The test is just one piece of the puzzle
The WPPSI is purely an intellectual test, though Elfant says she places just as much emphasis on the behavioral observations she makes during the assessment, which she adds into the final report. She looks at the child’s overall maturity — if he or she is able to sit still, follow directions and complete a task without becoming easily frustrated. All of this information helps to show whether a child is ready for school and the environments for which they might be best suited.
Lisa Witter is the director of enrollment at St. Andrew’s Episcopal School in the Carrollton neighborhood, where the WPPSI is a required part of the admissions process. She believes the test can be a good indicator of a child’s strengths and weaknesses regarding their ability to learn. “Information that a parent gets helps to guide them and helps them to know what to look for in an education for their children,” Witter says. “On the other hand, we know what our school is like, and we know the type of child that succeeds and does well in our environment.”
Vasser Howorth of New Orleans is no stranger to the WPPSI. Her daughter, Ella Brown, now 6, took the test twice – before and during Pre-K. Her son, Jim Brown, 4, is scheduled to take the WPPSI in a few weeks.
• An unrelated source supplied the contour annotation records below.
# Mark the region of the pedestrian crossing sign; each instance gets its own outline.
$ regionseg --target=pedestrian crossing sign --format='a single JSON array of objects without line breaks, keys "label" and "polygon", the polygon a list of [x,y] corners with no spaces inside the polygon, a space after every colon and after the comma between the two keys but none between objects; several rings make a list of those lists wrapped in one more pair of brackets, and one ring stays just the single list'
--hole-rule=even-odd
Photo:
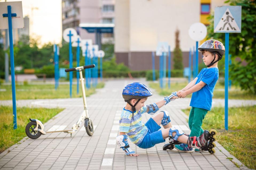
[{"label": "pedestrian crossing sign", "polygon": [[242,6],[222,6],[214,10],[214,32],[241,32]]}]

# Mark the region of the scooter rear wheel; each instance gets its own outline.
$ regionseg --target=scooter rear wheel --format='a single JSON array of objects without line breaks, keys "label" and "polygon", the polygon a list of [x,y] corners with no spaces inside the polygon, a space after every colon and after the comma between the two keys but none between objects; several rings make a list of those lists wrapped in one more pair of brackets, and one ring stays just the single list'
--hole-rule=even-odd
[{"label": "scooter rear wheel", "polygon": [[[27,124],[26,126],[25,131],[27,137],[31,139],[35,139],[38,138],[42,134],[42,133],[38,131],[35,131],[34,129],[37,126],[35,122],[30,122]],[[41,126],[38,125],[38,129],[41,129]]]},{"label": "scooter rear wheel", "polygon": [[93,125],[92,124],[92,122],[90,119],[89,120],[89,121],[88,125],[87,126],[87,127],[85,127],[85,130],[86,130],[86,133],[87,133],[87,134],[91,136],[92,135],[94,131],[93,130]]}]

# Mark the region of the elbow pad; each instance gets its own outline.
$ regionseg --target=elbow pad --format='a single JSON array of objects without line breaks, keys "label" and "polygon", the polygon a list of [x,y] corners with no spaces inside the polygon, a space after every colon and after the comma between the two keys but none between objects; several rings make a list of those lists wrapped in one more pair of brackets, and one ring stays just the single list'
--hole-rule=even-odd
[{"label": "elbow pad", "polygon": [[175,100],[175,99],[171,99],[173,97],[174,97],[174,96],[178,96],[178,95],[177,95],[177,92],[176,91],[175,91],[174,92],[172,92],[172,94],[171,95],[169,96],[167,96],[164,98],[163,99],[163,100],[165,101],[165,103],[164,103],[164,105],[166,105],[167,104],[170,102],[170,101],[171,101],[172,100]]},{"label": "elbow pad", "polygon": [[[151,115],[153,115],[156,113],[156,112],[158,110],[159,110],[158,107],[155,103],[147,105],[147,107],[148,108],[148,109],[149,109],[149,111],[148,112],[148,113]],[[155,109],[155,110],[154,110],[154,109]]]}]

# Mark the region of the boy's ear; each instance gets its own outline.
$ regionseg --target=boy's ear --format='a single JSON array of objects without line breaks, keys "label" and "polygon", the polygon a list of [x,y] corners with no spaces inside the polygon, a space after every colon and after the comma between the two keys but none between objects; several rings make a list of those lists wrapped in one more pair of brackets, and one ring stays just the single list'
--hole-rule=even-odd
[{"label": "boy's ear", "polygon": [[132,105],[135,104],[135,101],[136,100],[135,99],[133,99],[131,101],[131,103]]}]

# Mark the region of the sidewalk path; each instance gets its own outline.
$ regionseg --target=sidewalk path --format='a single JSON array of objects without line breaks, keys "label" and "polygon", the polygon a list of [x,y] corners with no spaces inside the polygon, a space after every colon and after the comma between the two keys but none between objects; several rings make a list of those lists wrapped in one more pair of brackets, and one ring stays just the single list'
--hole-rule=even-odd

Howorth says she initially was surprised to hear the WPPSI is an IQ test but soon realized that schools were not necessarily looking only for children who received a high score. Rather, the schools use the test to gauge a child’s strengths and weaknesses to better help him or her in the classroom, she says.
Parents often wonder how they can prepare their children for the WPPSI. School officials say no preparation is necessary except for a good night’s sleep and a filling breakfast that morning. The test is presented in an engaging, game-like format where the first subtests require no verbal communication at all. The testers simply ask the child to recognize a word by pointing to bright pictures on a page. Later portions of the test include block design and object assembly.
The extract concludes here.